I've come up with three types of loops that I need to figure out how to categorize. Loops that will always end up with the same machine state after every run, regardless of inputs, loops that WILL NEVER complete, and loops that I can't figure out one way or the other. In the case that I can't figure it out (it conditionally changes how many times it will run based on dynamic inputs), I'm not worried about optimizing. Loops that are infinite will be a compile error/warning unless specifically suppressed by the programmer, and loops that are the same every time should just skip directly to putting the machine in the proper state, without looping.
The main case of course to optimize is the static loop iterations, when all the function calls inside are also static. Determining if a loop has dynamic components is easy enough, and if it's not dynamic, I guess it has to be static. The thing I can't figure out is how to detect if it's going to be infinite or not. Does anyone have any thoughts on this? I know this is a subset of the halting problem, but I feel it's solvable; the halting problem is a problem due to the fact that for some subsets of programs, you just can't tell it may run forever, it may not, but I don't want to consider those cases, I just want to consider the cases where it WILL halt, or it WILL NOT halt, but first I have to distinguish between the three states.

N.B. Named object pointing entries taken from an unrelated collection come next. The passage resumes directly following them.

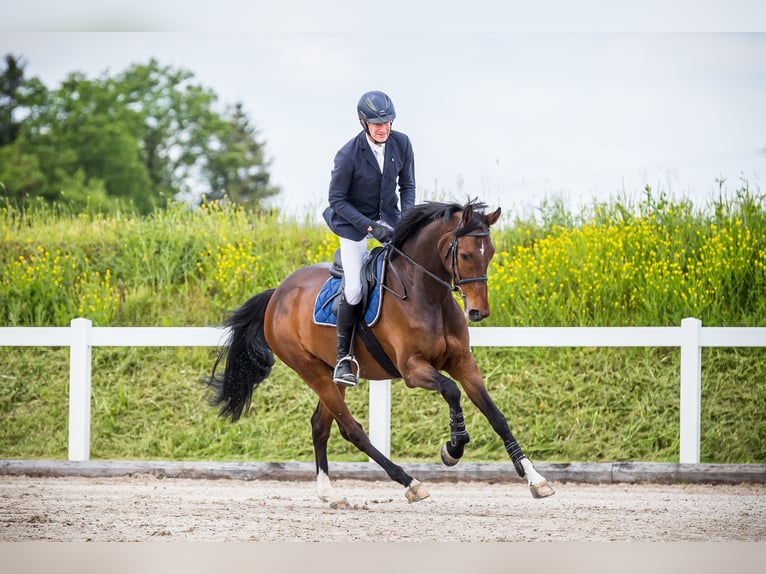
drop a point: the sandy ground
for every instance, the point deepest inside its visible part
(145, 508)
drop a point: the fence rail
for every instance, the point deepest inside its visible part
(690, 337)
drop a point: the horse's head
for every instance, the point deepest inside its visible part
(466, 253)
(464, 248)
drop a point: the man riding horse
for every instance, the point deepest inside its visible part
(363, 203)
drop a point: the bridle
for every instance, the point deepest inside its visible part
(456, 280)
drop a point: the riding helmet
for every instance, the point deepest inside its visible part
(375, 108)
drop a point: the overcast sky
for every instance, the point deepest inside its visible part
(508, 113)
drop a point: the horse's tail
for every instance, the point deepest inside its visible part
(248, 358)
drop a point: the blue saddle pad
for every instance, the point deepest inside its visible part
(323, 313)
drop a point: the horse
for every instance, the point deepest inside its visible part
(437, 249)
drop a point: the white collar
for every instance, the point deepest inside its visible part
(376, 146)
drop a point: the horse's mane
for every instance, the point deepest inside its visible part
(424, 213)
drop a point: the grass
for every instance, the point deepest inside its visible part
(650, 263)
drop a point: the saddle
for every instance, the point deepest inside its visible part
(327, 300)
(373, 268)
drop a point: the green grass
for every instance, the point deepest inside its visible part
(651, 263)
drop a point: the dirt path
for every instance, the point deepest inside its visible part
(145, 508)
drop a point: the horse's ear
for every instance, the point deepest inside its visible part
(467, 214)
(493, 217)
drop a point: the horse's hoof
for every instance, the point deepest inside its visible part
(341, 504)
(541, 489)
(447, 459)
(416, 492)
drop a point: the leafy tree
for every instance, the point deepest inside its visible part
(11, 82)
(145, 136)
(237, 168)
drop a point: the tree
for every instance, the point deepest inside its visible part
(11, 82)
(146, 136)
(237, 168)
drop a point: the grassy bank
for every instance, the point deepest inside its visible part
(650, 263)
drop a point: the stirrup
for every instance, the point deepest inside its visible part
(347, 379)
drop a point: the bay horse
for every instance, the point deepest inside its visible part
(437, 249)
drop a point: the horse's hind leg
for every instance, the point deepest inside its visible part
(538, 485)
(321, 425)
(333, 406)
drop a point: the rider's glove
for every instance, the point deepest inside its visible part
(381, 232)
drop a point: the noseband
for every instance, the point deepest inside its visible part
(452, 254)
(457, 281)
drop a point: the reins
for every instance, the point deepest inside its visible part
(452, 252)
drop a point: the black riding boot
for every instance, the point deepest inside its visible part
(344, 371)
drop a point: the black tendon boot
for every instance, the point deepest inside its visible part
(344, 370)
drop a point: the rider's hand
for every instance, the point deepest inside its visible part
(381, 232)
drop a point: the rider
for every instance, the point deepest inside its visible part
(363, 203)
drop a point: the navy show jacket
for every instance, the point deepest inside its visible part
(360, 194)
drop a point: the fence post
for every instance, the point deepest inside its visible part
(79, 390)
(691, 390)
(380, 416)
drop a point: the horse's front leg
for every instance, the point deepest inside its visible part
(474, 387)
(321, 425)
(423, 375)
(452, 451)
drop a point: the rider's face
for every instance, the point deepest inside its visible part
(379, 132)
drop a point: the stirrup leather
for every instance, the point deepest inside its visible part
(348, 382)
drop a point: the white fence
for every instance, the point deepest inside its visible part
(690, 337)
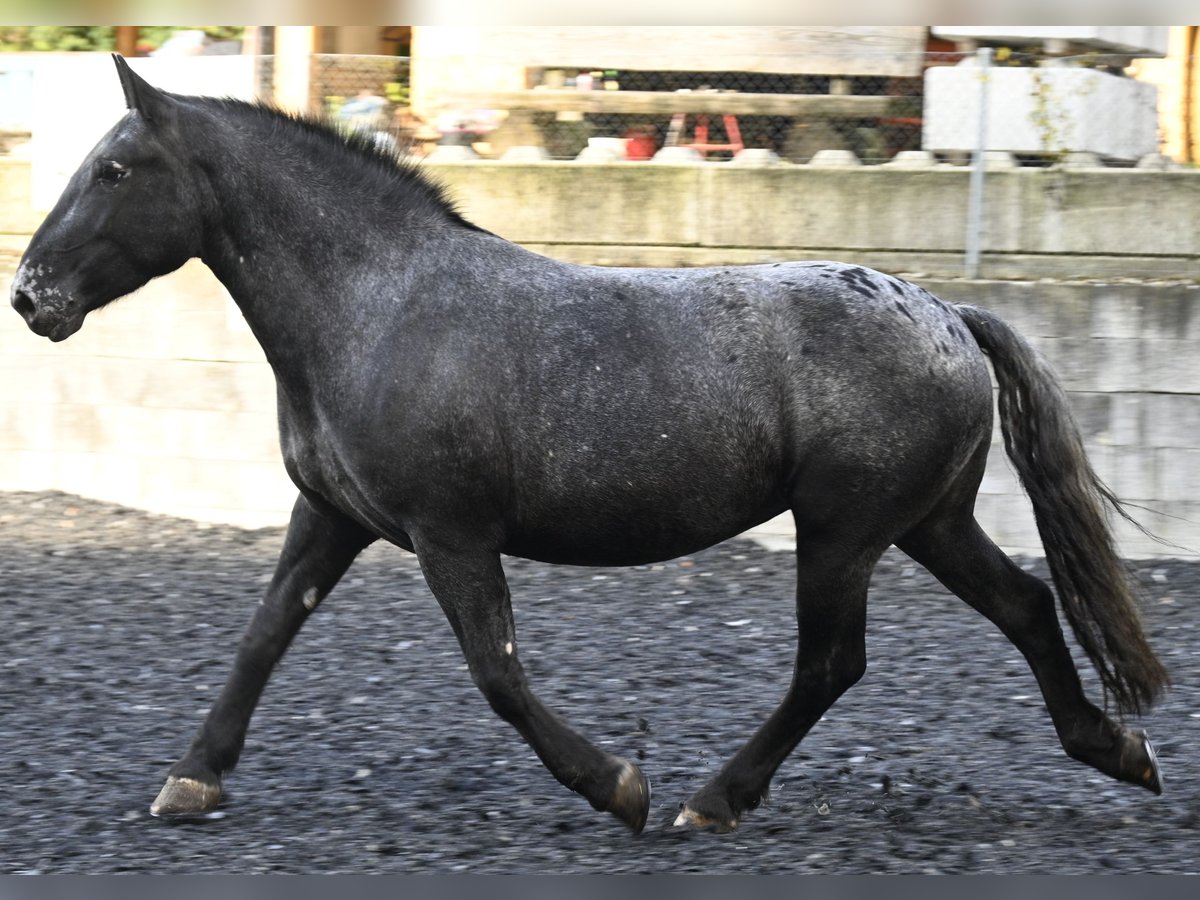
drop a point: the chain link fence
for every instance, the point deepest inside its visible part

This looks like a kind of a symbolic solver that can be defined for several classes, but not generally.
Let's restrict the requirements a bit: no number overflow, just for loops (while can be sometimes transformed to full for loop, except when using continue etc.), no breaks, no modifications of the control variable inside the for loop.
for (var i = S; E(i); i = U(i)) ...
where E(i) and U(i) are expressions that can be symbolically manipulated. There are several classes that are relatively easy:
U(i) = i + CONSTANT : n-th cycle the value of i is S + n * CONSTANT
U(i) = i * CONSTANT : n-th cycle the value of i is S * CONSTANT^n
U(i) = i / CONSTANT : n-th cycle the value of i is S * CONSTANT^-n
U(i) = (i + CONSTANT) % M : n-th cycle the value of i is (S + n * CONSTANT) % M
and some other quite easy combinations (and some very difficult ones)
Determining whether the loop terminates is searching for n where E(i(n)) is false.
This can be done by some symbolic manipulation for a lot of cases, but there is a lot of work involved in making the solver.
E.g.
for(int i = 0; i < 5; i++),
i(n) = 0 + n * 1 = n, E(i(n)) => not(n < 5) =>
n >= 5 => stops for n = 5
for(int i = 0; i < 5; i--),
i(n) = 0 + n * -1 = -n, E(i(n)) => not(-n < 5) => -n >= 5 =>
n < -5 - since n is a non-negative whole number this is never true - never stops
for(int i = 0; i < 5; i = (i + 1) % 3),
E(i(n)) => not(n % 3 < 5) => n % 3 >= 5 => this is never true => never stops
for(int i = 10; i + 10 < 500; i = i + 2 * i) =>
for(int i = 10; i < 480; i = 3 * i),
i(n) = 10 * 3^n,
E(i(n)) => not(10 * 3^n < 480) => 10 * 3^n >= 480 => 3^n >= 48 => n >= log3(48) => n >= 3.5... =>
since n is whole => it will stop for n = 4
for other cases it would be good if they can get transformed to the ones you can already solve...
Many tricks for symbolic manipulation come from Lisp era, and are not too difficult. Although the ones described (or variants) are the most common types practice, there are many more difficult and/or impossible to solve scenarios.

Related

What is the time complexity (Big-O) of this while loop (Pseudocode)?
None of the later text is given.